Galbraith was then amazed that how his friend even think of finding revolutionary overtones in the novel, which was essentially a hymn to hedonism. Pharqraut responded that the teachers at the University of Portland were also at a loss when he presented them with the manuscript of this story for credit. Only their surprise resulted in the fact that the next day the student was expelled from the alma mater in disgrace under the pretext that his work was propaganda of communism. Pharqraut said that with his story he wanted to convey the idea of when the death of some inconspicuous person - in his case, the unfortunate sailor James Vane - leads to something global. But alas, in the heads of the teachers, as the future inspector bitterly noted, there seemed to be only thoughts about looking for subtext associated with the Union of Soviet Socialist Republics even where it actually does not exist. Galbraith involuntarily remembered that in 1981 (when he actually entered the police academy), the Soviet Union was still a serious threat to the rest of the world, and the feeling that the next day would not come due to a possible nuclear strike sometimes haunted a man in those early days...

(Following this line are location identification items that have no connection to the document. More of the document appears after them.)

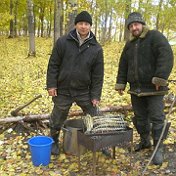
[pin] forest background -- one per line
(28, 31)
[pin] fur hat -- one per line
(83, 16)
(135, 17)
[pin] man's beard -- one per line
(136, 33)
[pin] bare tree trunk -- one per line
(104, 30)
(139, 5)
(31, 29)
(158, 14)
(121, 29)
(11, 21)
(127, 11)
(110, 27)
(42, 20)
(57, 14)
(15, 18)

The inspector was still lying in bed, his legs thrown over the headboard. Despite the fact that he had intended to read the papers on the Pharqraut's case, he couldn't help but think about their author himself. "Yes", Galbraith thought, "I'm only thirty-one years old, but sclerosis is already progressing..." Suddenly he felt a sharp feeling of hunger. The last time he ate - if a sip of tea can be called a meal - still in America, at Portland International Airport. The policeman, with some reluctance, lowered his feet to the floor and, sitting on the bed, accidentally dropped the sheets of paper on the floor. "I've become a total wreck", he thought to himself again. Galbraith sank to the floor - the papers, which, not being fastened together, scattered in all directions. He began to collect them, but since he did not know their order, he simply took one sheet after another and, having collected them all in one pile, put it on the desk. At the end of this task, he exhaled - it was not very easy for him to climb on the floor for papers - and headed to the window, curtained with tulle curtains. Moving them aside, Galbraith came close to the window sill and began to look at the urban landscape spread out under the window.

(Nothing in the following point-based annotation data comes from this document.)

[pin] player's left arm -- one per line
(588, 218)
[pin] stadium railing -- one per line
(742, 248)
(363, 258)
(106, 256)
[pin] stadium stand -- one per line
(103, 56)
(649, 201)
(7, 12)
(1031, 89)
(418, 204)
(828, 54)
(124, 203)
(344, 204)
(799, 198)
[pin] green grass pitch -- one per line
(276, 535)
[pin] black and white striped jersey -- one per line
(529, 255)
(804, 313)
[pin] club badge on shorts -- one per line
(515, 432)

He looked at the cars passing on the road. In the morning sun they looked as if they were cast from some shiny material - the inspector couldn't even find words, he was so fascinated by this spectacle. He couldn't understand why this ordinary sight attracted him so much, it was probably because the cars he saw in Portland bore little resemblance to those driving on the streets of London. Looking at the traffic, Galbraith suddenly caught himself thinking that he had involuntarily perceived the street as a toy table, and the figures of cars - for toys that drive at the will of an invisible child who switches the buttons on the radio remote control. Perhaps the reason could be that the policeman had not yet fully woken up, and the movements of the cars, too fast for his sleepy eyes, looked ragged, without the smoothness usual for the real world. He eventually witnessed a truck crash into a red convertible.

- That's it, kid, your car is broken, now you'll have to beg your dad to buy you a new toy, - said Galbraith, as if addressing a child.

The wrong meaning of his own words only dawned on him when the truck cab door suddenly opened and the driver jumped out - Only at this moment did Galbraith come to his senses from his trance and realized that what was in front of his eyes was not a simulation, but the real world, and that a real accident had actually happened below, not game with toy cars. "Yes", Galbraith thought, "I'll develop a God Complex if I treat what's happening around me like that". On the other hand, what does he care about this accident? Yes, he is a servant of law and order, but of a completely different country - in London, he is essentially just an ordinary tourist, who has even fewer rights than any native Englishman.